175 views Asked by At

I'm interested if it's possible to compare two documents with the same "_id"s (same collections names and "_keys") which are stored in different databases.

My use case is a custom "map / layout engine" that is "mainly" fed by "automatic import / conversion jobs" from an external geo-data system.

So far that works fine.

In some cases however it's necessary manually adjust e.g. the "x/y"-coordinates of some objects to make them more usable. By running the import job again any (e.g. to fetch the latest data) all manual adjustments are lost as they're simply overwritten by the "auto" data.

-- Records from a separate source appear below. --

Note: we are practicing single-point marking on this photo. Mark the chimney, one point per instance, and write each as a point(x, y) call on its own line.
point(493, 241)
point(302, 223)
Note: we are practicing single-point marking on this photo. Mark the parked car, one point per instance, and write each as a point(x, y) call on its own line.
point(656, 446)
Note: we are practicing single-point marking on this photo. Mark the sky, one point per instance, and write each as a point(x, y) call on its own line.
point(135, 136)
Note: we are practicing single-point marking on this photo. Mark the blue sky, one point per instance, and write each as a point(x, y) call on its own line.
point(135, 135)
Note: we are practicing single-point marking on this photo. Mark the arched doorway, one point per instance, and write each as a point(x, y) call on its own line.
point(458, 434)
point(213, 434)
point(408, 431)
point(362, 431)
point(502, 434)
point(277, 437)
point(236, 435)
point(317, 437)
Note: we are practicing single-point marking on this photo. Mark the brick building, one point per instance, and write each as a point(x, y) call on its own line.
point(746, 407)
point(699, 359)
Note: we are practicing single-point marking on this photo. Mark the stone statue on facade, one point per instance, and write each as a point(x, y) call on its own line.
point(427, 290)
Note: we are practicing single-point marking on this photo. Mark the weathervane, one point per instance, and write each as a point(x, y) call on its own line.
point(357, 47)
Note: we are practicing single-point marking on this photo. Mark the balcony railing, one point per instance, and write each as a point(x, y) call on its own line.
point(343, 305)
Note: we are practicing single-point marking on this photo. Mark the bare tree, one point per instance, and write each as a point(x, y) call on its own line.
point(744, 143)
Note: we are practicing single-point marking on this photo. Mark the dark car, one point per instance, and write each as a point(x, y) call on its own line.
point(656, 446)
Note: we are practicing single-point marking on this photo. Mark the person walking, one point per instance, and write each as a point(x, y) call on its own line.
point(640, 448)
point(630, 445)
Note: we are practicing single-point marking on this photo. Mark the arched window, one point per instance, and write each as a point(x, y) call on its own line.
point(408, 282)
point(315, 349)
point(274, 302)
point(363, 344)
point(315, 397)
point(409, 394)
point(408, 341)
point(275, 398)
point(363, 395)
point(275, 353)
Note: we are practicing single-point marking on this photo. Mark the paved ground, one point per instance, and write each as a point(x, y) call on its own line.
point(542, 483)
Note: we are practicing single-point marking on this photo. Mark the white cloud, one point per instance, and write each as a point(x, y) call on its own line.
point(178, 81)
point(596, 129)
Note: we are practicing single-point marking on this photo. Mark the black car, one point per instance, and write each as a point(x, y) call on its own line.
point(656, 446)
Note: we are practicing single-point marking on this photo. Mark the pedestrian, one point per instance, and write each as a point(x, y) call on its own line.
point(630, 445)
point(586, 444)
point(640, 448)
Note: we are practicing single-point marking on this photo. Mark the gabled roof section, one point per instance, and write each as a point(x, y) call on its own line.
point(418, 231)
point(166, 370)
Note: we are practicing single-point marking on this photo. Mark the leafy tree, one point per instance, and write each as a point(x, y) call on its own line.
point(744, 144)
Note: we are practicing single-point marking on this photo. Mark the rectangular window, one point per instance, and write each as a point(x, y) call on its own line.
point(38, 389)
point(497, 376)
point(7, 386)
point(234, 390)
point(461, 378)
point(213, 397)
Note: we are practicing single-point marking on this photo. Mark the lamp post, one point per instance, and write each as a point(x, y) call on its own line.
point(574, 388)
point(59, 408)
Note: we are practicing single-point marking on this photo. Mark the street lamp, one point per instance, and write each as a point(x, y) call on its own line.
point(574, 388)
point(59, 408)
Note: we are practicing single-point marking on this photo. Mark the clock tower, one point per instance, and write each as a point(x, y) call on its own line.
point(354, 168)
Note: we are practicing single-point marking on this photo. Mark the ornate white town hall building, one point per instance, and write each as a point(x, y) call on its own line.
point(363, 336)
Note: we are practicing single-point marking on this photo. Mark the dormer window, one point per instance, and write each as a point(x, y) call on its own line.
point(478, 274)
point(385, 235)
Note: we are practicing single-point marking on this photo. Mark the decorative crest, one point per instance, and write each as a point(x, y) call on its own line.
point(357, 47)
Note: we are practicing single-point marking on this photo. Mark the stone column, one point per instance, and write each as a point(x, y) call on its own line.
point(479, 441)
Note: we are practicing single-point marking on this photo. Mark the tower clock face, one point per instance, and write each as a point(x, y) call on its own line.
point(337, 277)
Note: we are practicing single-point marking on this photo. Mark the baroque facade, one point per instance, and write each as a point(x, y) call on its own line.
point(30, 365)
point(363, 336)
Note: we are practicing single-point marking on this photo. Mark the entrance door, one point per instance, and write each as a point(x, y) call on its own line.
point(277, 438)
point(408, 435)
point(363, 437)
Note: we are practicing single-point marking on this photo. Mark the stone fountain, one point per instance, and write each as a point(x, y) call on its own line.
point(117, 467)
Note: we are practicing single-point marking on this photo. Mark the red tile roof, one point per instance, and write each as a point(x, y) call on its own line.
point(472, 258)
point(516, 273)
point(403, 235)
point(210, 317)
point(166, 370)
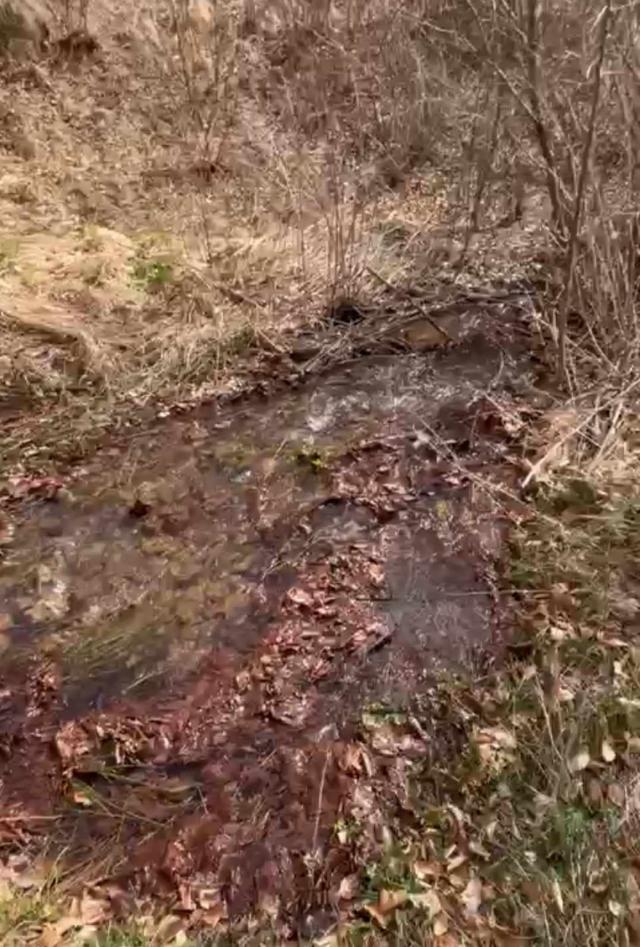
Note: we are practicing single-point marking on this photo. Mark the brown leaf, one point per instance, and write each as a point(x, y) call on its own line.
point(424, 870)
point(440, 925)
point(52, 934)
point(580, 761)
point(168, 929)
point(90, 910)
point(428, 900)
point(472, 896)
point(348, 888)
point(389, 900)
point(616, 794)
point(214, 915)
point(208, 898)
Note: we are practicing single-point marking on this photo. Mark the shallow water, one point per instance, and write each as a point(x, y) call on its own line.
point(187, 537)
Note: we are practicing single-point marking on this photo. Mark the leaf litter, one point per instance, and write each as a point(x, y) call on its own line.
point(289, 740)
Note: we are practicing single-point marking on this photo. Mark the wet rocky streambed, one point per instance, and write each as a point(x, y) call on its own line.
point(200, 626)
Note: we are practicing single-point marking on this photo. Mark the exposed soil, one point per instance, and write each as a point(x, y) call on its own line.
point(202, 624)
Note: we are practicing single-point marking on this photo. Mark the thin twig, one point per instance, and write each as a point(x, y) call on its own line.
point(415, 305)
point(316, 827)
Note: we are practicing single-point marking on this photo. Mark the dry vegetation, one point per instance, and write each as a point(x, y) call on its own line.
point(187, 179)
point(184, 182)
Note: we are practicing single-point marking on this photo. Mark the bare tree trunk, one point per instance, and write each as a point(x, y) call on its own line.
point(535, 102)
point(574, 224)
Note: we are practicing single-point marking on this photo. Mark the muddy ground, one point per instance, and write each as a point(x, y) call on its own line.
point(215, 631)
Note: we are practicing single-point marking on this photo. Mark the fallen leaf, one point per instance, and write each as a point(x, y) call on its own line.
point(348, 888)
point(52, 934)
point(91, 910)
point(457, 880)
point(608, 753)
point(478, 849)
point(389, 900)
point(428, 900)
point(454, 863)
point(616, 794)
point(594, 792)
point(440, 925)
point(557, 895)
point(579, 762)
point(168, 929)
point(208, 898)
point(213, 916)
point(472, 896)
point(424, 870)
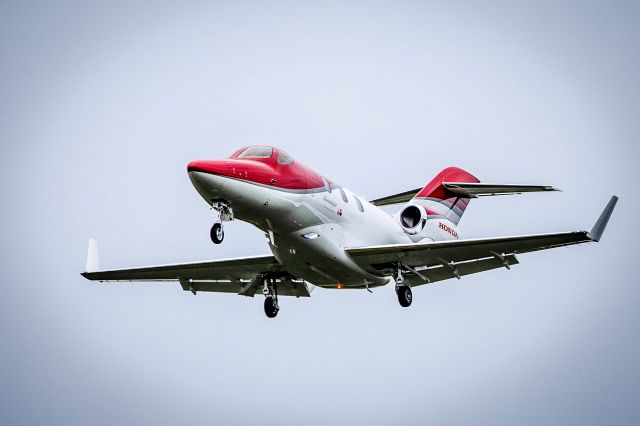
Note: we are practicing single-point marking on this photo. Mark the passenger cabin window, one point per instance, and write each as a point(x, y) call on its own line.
point(284, 158)
point(326, 184)
point(344, 195)
point(257, 152)
point(360, 207)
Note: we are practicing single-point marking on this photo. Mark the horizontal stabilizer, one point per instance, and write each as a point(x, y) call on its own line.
point(467, 190)
point(474, 190)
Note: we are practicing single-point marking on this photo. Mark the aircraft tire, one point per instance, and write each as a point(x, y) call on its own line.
point(270, 308)
point(404, 296)
point(217, 233)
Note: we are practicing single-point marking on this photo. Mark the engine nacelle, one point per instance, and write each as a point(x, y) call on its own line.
point(412, 219)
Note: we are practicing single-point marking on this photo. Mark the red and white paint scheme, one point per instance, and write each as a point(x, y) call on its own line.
point(323, 235)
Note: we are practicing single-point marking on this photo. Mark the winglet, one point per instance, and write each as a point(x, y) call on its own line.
point(596, 232)
point(93, 261)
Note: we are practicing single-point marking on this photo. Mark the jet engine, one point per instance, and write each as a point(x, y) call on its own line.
point(412, 218)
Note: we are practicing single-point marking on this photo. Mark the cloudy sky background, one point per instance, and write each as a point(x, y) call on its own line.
point(101, 108)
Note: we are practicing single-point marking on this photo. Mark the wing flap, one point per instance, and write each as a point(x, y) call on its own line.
point(238, 275)
point(432, 253)
point(444, 272)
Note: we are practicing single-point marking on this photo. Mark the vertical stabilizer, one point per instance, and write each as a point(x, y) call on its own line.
point(438, 200)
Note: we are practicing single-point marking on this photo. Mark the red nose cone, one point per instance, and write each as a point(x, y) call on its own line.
point(209, 166)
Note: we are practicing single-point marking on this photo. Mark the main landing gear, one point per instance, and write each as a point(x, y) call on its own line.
point(403, 291)
point(225, 213)
point(271, 307)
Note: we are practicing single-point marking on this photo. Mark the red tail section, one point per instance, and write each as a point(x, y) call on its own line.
point(439, 200)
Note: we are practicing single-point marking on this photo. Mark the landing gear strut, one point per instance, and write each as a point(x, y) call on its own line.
point(225, 213)
point(404, 295)
point(404, 292)
point(271, 307)
point(217, 233)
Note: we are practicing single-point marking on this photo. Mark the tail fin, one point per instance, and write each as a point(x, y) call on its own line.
point(439, 200)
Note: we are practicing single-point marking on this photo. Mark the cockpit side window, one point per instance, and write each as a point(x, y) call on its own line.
point(343, 194)
point(359, 203)
point(327, 186)
point(257, 152)
point(284, 157)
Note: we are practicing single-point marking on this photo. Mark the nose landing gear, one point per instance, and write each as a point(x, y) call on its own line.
point(271, 307)
point(217, 233)
point(225, 213)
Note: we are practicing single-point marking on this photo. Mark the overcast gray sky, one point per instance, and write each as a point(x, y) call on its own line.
point(102, 106)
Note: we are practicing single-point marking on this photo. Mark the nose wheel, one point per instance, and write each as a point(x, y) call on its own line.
point(270, 290)
point(225, 214)
point(217, 233)
point(404, 296)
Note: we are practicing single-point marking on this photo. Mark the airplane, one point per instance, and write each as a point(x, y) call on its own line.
point(323, 235)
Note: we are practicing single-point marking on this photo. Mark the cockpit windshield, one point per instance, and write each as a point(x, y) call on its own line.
point(284, 157)
point(258, 151)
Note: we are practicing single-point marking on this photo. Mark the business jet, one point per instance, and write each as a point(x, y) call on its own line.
point(323, 235)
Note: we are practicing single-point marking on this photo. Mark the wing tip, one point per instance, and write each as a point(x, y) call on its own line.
point(93, 259)
point(598, 228)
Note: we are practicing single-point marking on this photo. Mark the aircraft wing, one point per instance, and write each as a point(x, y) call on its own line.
point(241, 275)
point(434, 261)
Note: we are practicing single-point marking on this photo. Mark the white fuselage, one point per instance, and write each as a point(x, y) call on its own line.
point(308, 230)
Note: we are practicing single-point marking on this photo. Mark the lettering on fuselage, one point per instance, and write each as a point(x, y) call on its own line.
point(447, 229)
point(329, 201)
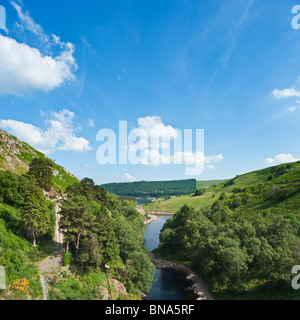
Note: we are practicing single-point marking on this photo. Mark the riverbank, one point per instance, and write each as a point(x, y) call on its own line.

Therefore I think of a system setup consisting of several identically structured ArangoDB databases, used for different "stages" of the data lifecycle like:

  • "staging" - newly "auto imported" data is placed here.
  • "production" - the "final data" that's presented to the user including all the latest manual adjustments is stored here.

The according (simplified) lifecycle would be this way:

  1. Auto-import into "staging"
  2. Compare and import all manual adjustments from "production" into "staging"
  3. Deploy "merged" contents from 1. and 2. as the new "production" version.

So, this topic is all about step 2's "comparison phase" between the "production" and the "staging" data values.

In SQL I'd express it with sth. like this:

SELECT
x, y
FROM databaseA.layout AS layoutA
JOIN databaseB.layout ON (layoutA.id = layoutB.id) AS layoutB
WHERE
...         

Thanks for any hints on how to solve this in ArangoDB using an AQL query or a FOXX service!

1

There are 1 answers

0
adityamukho On

Hypothetically, if you had a versioning graph database handy, you could do the following:

  1. On first import, insert new data creating a fresh revision R0 for each inserted node.
  2. Manually change some fields of a node, say N in this data, giving rise to a new revision of N, say R1. Your previous version R0 is not lost though.
  3. Repeat steps 1 and 2 as many times as you like.

Finally, when you need to show this data to the end user, use custom application logic to merge as many previous versions as you want with the current version, doing an n-way merge rather than a 2-way merge.

If you think this could be a potential solution, you can take a look at CivicGraph, which is a version control layer built on top of ArangoDB.

Note: I am the creator of CivicGraph, and this answer could qualify as a promotion for the product, but I also believe it could help solve your problem.